ECN staff want permanent contracts, fair working conditions
By Rosalia David
ELECTORAL Commission of Namibia (ECN) employees affiliated to the Namibian Public Workers Union (NAPWU) handed over a petition yesterday to demand permanent positions and fair working conditions.
According to the petition delivered by NAPWU chairperson Joseph Nghiilwamo, ECN’s management has been exploiting and overlooking the interests of its workers since 2002, while some workers have not received employment contracts yet.
“ECN is a body that promotes and consolidates electoral democracy, yet you are practicing neo-colonial labour laws. We had no other option but resort to this action. There have been numerous submissions to management to look into our employment and wellness issues, [they] however failed.”
Nghiilwamo said that for the past 10 years ECN chairperson Notemba Tjipueja has been telling the employees that she is working on a structure, but has failed to deliver.
“Rumour has it that your proposed structure is rejected by the OPM because it’s a retirement plan for ECN management. They have composed a heavy structure, including 14 directors in the regions and we don’t need that! That is administration corruption. It is a waste of government money!”
Nghiilwamo went on to say that ECN employees’ contracts ranged from between six months to a year, depriving those workers of company benefits, such as medical aid, pension, housing allowance, study leave and overtime, which are provided for in terms of the public service rules.
“We are also much aggrieved by the distinction being made between contract/temporary and permanent staff members, despite the clear provisions of the Public Service Act that defines what a public servant is,” he said.
He further highlighted that contract/temporary employees make up the majority of workers employed by ECN and contribute widely to the success of elections conducted in the country.
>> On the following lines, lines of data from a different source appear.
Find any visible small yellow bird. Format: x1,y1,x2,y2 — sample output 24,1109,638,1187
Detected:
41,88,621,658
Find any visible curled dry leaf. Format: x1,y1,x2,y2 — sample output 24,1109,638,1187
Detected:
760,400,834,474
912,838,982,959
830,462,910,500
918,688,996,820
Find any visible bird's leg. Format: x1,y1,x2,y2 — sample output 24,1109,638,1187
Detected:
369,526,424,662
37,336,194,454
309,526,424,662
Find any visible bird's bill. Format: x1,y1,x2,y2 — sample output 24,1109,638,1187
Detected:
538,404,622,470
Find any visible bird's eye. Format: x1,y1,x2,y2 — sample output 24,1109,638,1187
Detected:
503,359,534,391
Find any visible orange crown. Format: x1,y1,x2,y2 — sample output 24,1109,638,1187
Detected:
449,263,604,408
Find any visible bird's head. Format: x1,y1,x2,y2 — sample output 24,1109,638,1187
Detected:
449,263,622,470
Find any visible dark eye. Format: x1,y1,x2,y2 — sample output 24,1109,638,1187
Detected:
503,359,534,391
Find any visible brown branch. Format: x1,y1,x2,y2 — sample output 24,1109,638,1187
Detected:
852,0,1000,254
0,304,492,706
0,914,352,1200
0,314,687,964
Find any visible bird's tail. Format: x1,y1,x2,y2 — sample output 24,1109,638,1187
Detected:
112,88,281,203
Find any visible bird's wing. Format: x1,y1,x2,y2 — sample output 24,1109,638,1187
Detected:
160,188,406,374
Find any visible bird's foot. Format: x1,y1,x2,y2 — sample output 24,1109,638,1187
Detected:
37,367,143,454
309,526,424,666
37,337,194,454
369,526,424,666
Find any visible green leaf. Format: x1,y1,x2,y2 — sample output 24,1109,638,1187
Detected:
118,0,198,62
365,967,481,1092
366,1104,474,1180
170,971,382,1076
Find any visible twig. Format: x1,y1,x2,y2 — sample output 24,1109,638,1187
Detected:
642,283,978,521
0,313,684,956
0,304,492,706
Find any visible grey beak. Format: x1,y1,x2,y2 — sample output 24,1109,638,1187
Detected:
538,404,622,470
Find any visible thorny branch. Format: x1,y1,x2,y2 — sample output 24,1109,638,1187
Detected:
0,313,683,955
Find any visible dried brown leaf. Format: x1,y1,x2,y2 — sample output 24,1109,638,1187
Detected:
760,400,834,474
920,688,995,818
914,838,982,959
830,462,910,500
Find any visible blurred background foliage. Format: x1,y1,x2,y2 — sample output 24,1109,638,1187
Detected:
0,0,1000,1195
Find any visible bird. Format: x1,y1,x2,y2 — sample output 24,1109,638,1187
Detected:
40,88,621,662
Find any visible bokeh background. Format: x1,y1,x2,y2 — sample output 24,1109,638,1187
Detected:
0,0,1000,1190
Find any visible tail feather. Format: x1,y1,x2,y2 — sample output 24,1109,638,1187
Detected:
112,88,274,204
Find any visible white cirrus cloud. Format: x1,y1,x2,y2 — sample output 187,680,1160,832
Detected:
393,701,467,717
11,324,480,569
According to the petition, after elections were successfully conducted in 2014, ECN employees were assured that their complaints were being dealt with internally, but they were only offered medical aid and overtime, ignoring the issue of the employment contract period.
“Five years later, other matters of concern have not yet been addressed, such as the finalisation of the structure and permanent appointment of contract employees. For the duration of our employment at ECN, we also had to endure favouritism, nepotism and unfair treatment between permanent and temporary employees and have witnessed and reported corruption.”
The workers gave the chairperson an ultimatum to respond in the next 14 days or they would resign en masse from the Commission with immediate effect, or take other practical and consequential actions, including approaching the Head of State and others.
The angry group of employees complained that Tjipueja was enjoying the benefits of being a permanent commissioner but refuses to prioritise their requests.
“Madam chair, since 2002 we found you here as a part time commissioner, today you are a full time employee enjoying everything in this position. You are having a black ministerial Mercedes Benz and a full time driver driving to Okahandja every day.”
Their petition was received by the Commission’s CEO, Theo Mujoro, on behalf of Tjipueja.